De la Hoese painted landscapes and genre scenes with elegant ladies in interiors (at the beginning of his career with an emphasis on the representation of fabrics, in the line of Florent Willems). Most of his portraits are presentations of important members of Belgium's higher social classes and highly educated. They express an exceptional unconventional liveliness. The Belgian Government commissioned him to paint the posthumously portrait of Queen Louise-Marie for the Palace of the Nation, the seat of the Belgian Federal Parliament.

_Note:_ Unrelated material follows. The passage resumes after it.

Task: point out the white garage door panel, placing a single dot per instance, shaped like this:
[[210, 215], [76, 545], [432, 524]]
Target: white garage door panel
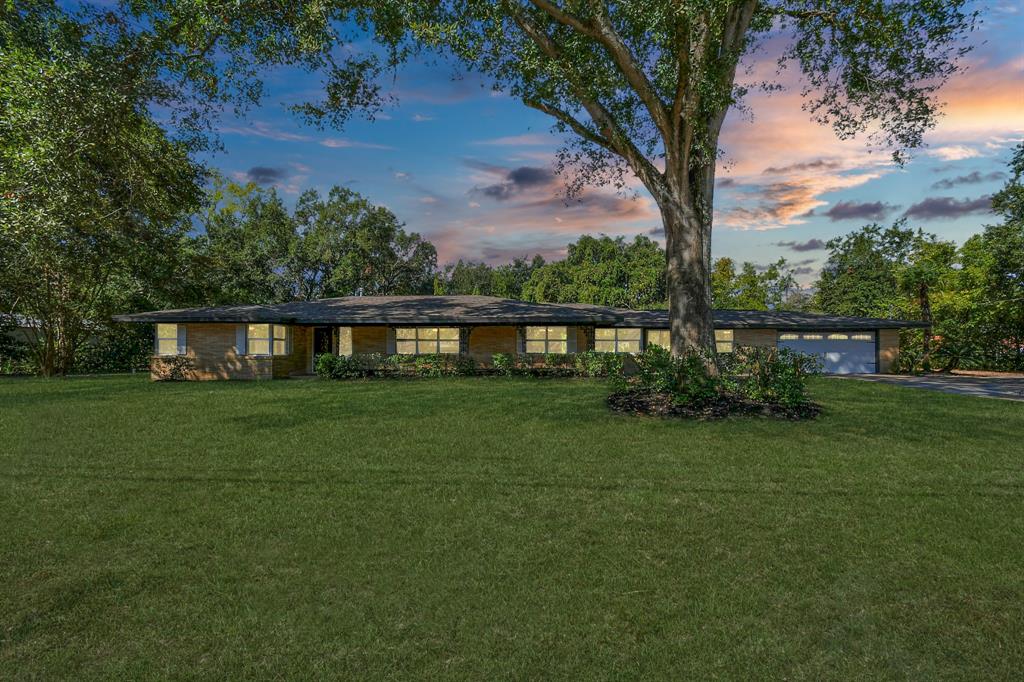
[[838, 355]]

Jean De la Hoese lived at 66, rue Potagère/Warmoesstraat in Brussels (Saint-Josse-ten-Noode).

==Exhibitions==
- 1888: Paris, Exposition Universelle
- 1894: Munich, Glaspalast, World Exposition
- 1907: Paris, Salon d'automne (Portrait of Mrs A. Desenfans, Portrait of Mr Léonce Evrard)
- 1908: Berlin, Exhibition of Belgian Artists (Portrait of the Artist's Father)

==Trivia==
The street Avenue Jean de la Hoese in Molenbeek-Saint-Jean, Brussels, is named after him.

==Museums==
- Brussels, Royal Museums of Fine Arts of Belgium
- Brussels, Museum of Ixelles
- Brussels, Charlier Museum
- Gotha, Schlossgalerie (The Visit)
- Leuven, Stedelijk Museum

==Literature==
- P. & V. Berko, "Dictionary of Belgian Painters born between 1750 and 1875", Knokke 1981, p. 185-186.
- U. Thieme en F. Becker, Allgemeines Lexikon der bildenden Künstler von der Antike bis zur Gegenwart, 17, Leipzig (Seemann Verlag), 1924.
- Le dictionnaire des peintres belges du XIV° siècle à nos jours, Brussels, 1994.
- Eugène De Seyn, Dictionnaire biographique des sciences, des lettres et des arts en Belgique, Tome I, Brussels, 1935, p. 272.